First Advisor's Name

Fatma Huffman

First Advisor's Committee Title

Committee Chair

Second Advisor's Name

Zisca Dixon

Third Advisor's Name

Paulette Johnson

Date of Defense



The purpose of this study was to establish baseline information on the way in which acculturation affects Cuban Americans' dietary habits. In addition, the study explored differences in post-migration food preference between diabetic and non-diabetic Cuban Americans. The study was a cross-sectional survey utilizing a convenient sample of Cuban Americans living in Miami-Dade County. One hundred seventy-eight first generation Cuban Americans completed the Multidimensional Acculturation Survey for Cuban Americans (MAS-CA) which included a Dietary Bidimensional Acculturation Scale (D-BAS).

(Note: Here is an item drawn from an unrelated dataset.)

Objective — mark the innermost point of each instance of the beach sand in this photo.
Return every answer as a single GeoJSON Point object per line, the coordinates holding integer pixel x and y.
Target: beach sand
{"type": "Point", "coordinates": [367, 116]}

Food acculturation scores for Cuban and American food choices were calculated from the D-BAS. Overall, the mean Cuban food score (CFS) (31.8 ± 9.4) was significantly higher (P < 0.001) than the mean American food score (AFS) (15.7 ± 8.6). The Cuban Americans who participated this study preferred Cuban foods to American foods. Moreover, the higher the level of acculturation, the smaller the difference between the CFS and the AFS. There was a statistically significant (P < 0.001) negative relationship between the CFS and the acculturation score. Lower acculturation language scores were associated with higher CFS. Regardless of the presence of diabetes, Cuban Americans preferred Cuban foods. Having type 2 diabetes negatively influenced the subjects' alcohol consumption. It was demonstrated that the instrument developed for this study (D-BAS) was able to measure the subject's dietary acculturation. This instrument can be used as a measure of acculturation, either singularly or in a combination with other measures. In designing nutrition intervention programs, it may be necessary to determine food acculturation levels in order to have more effective programs.